Discussion:
[RFC] x86_64: Move initrd relocation to sysdeps_create_boot_params()
Chris McDermott
2010-03-10 00:01:46 UTC
Permalink
I have been working on bringing up an IBM x86 server in native EFI mode and
have encountered a problem where the initrd does not get properly mounted
by the kernel. I have tracked down the problem to an elilo issue in
sysdeps_create_boot_params() (from x86_64/system.c) where the code that
iniializes bp->s.initrd_start ends up truncating the actual initrd start
address.

In load_file(), the AllocatePages() EFI Boot Service is called to allocate
memory for the initrd. This invocation passes AllocateAnyPages as the
allocation request type, which informs the firmware to allocate any available
range of pages that will satisfy the memory request. On this particular
platform the starting address for the range of pages returned by the firmware
is > 4GB, which is perfectly legal given my interpretation of the UEFI spec.

sysdeps_create_boot_params() will then truncate initrd->start_addr to a 32-bit
address. Notice the "This will probably have to be changed" comment. :-)
start_kernel() (in x86_64/sysdeps.h) will relocate the initial ramdisk to an
address below 4GB, because that's what the elilo/kernel handoff expects.
However, by that point it's already too late.

So, what do folks think about moving the code that relocates the initrd to
INITRD_START from start_kernel() to sysdeps_create_boot_params()?

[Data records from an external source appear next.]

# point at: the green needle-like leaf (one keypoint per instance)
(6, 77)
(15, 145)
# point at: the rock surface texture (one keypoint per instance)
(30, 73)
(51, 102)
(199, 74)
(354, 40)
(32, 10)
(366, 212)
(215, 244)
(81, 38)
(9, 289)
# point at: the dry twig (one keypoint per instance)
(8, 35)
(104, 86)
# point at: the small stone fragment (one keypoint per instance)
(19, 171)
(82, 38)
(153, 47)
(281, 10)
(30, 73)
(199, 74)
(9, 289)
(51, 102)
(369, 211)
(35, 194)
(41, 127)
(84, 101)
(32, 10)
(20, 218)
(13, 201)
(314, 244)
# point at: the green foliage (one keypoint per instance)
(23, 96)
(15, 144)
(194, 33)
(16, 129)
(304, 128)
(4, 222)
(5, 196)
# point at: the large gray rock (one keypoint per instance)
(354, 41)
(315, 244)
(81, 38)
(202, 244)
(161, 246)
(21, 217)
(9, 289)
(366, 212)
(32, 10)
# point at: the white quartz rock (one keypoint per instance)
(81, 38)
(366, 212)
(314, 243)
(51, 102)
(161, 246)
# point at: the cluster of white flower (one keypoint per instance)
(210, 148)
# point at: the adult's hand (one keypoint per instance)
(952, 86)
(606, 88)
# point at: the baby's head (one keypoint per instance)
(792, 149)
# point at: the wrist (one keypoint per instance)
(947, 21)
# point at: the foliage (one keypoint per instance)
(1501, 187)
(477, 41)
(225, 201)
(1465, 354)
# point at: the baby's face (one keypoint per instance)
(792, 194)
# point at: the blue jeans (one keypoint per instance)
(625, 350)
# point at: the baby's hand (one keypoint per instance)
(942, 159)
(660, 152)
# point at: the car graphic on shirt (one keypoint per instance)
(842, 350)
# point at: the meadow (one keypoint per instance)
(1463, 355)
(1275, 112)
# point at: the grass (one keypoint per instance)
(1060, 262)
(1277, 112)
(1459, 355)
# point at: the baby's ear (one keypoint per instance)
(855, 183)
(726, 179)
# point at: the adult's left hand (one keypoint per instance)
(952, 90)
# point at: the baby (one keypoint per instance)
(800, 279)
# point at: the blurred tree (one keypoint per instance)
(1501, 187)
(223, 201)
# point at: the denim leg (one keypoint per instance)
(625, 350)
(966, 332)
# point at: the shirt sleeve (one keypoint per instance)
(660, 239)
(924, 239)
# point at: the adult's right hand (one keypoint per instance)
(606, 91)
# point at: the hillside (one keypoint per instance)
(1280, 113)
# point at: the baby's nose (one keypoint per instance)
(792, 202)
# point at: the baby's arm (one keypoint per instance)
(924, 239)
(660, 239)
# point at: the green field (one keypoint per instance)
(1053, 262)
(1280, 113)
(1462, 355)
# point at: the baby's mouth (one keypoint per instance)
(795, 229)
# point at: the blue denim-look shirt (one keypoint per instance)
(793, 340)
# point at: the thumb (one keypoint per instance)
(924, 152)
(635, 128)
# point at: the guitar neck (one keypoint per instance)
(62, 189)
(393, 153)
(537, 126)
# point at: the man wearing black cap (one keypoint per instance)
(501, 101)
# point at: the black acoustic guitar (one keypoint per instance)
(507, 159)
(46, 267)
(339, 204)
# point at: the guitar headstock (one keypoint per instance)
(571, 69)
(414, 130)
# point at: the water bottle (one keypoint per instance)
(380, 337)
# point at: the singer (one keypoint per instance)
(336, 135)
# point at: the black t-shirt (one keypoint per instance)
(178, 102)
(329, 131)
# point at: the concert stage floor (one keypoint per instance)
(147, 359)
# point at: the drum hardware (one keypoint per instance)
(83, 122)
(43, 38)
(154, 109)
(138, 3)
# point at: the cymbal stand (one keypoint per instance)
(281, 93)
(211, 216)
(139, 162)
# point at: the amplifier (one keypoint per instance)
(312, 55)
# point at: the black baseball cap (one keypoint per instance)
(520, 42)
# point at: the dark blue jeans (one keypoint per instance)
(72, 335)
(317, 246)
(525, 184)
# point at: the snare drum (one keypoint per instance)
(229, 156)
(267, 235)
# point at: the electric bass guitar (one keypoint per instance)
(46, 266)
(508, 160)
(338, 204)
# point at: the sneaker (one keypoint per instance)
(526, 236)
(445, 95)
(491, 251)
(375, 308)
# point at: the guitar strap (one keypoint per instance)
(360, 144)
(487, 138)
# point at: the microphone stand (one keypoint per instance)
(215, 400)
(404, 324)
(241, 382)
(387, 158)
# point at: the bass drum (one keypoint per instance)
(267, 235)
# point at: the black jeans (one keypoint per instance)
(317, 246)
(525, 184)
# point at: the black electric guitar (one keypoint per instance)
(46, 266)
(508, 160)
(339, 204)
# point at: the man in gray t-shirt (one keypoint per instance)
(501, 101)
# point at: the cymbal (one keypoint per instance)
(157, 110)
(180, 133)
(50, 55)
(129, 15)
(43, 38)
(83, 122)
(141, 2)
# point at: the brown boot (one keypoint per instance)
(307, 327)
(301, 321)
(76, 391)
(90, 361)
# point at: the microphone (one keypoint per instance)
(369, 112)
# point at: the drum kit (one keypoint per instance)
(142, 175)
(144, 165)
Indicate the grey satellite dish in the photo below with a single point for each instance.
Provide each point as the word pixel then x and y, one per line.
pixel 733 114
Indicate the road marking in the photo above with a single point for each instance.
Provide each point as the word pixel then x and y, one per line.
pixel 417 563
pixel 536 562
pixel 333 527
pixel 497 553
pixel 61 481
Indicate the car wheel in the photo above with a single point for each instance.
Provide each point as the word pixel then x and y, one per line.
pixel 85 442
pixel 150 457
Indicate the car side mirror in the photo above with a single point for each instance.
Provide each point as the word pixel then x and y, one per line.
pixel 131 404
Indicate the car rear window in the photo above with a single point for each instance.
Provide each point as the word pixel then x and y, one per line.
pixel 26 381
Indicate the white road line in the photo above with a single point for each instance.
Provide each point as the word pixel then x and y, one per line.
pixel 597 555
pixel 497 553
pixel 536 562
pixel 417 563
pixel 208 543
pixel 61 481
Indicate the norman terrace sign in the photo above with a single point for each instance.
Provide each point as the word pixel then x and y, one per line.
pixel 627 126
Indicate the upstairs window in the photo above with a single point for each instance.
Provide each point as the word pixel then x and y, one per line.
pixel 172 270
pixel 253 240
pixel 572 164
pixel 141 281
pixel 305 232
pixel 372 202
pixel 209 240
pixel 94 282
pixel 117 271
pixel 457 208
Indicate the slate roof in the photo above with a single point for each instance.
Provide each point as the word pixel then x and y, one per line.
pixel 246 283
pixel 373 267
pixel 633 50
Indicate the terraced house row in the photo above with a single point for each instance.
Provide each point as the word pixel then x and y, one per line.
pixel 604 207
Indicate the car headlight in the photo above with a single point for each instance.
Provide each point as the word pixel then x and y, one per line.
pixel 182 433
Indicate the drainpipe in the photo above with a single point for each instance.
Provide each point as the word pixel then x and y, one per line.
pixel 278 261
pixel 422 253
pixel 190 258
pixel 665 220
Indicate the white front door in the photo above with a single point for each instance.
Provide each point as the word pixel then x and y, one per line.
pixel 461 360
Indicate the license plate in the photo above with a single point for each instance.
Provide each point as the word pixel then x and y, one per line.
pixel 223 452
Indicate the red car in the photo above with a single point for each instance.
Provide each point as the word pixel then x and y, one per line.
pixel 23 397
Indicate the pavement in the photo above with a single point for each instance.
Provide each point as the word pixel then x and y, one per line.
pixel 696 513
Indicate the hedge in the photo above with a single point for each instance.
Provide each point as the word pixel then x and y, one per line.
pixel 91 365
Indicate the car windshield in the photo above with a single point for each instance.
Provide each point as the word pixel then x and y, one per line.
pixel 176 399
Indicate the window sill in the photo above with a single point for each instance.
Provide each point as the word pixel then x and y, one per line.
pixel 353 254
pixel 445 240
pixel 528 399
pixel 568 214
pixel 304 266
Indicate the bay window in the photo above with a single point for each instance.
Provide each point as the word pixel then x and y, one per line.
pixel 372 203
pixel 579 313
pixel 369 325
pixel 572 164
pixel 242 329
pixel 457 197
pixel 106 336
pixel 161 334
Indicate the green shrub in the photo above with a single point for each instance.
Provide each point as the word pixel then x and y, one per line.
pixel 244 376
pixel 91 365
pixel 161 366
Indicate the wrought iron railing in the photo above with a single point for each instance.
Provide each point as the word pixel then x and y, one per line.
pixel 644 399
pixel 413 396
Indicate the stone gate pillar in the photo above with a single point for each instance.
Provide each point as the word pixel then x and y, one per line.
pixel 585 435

Another possible fix would be to have load_file() use the AllocateAddress
allocation type, which it appears to conditionally do now, but the code
looks suspect to me. Or, it could be that I just don't understand it.
A secondary unrelated problem I worry about is how we prevent the initrd
from being relocated on top of itself (if the firmware returns an
AllocateAnyPages that happens to span 50MB)?

Here's the current working patch I'm using that relocates the initrd in
sysdeps_create_boot_params(). In order to preserve existing behavior, I
actually implemented a patch that only relocates initrd's that start above
4GB. But, I don't see any reason why this couldn't be done in _all_ cases.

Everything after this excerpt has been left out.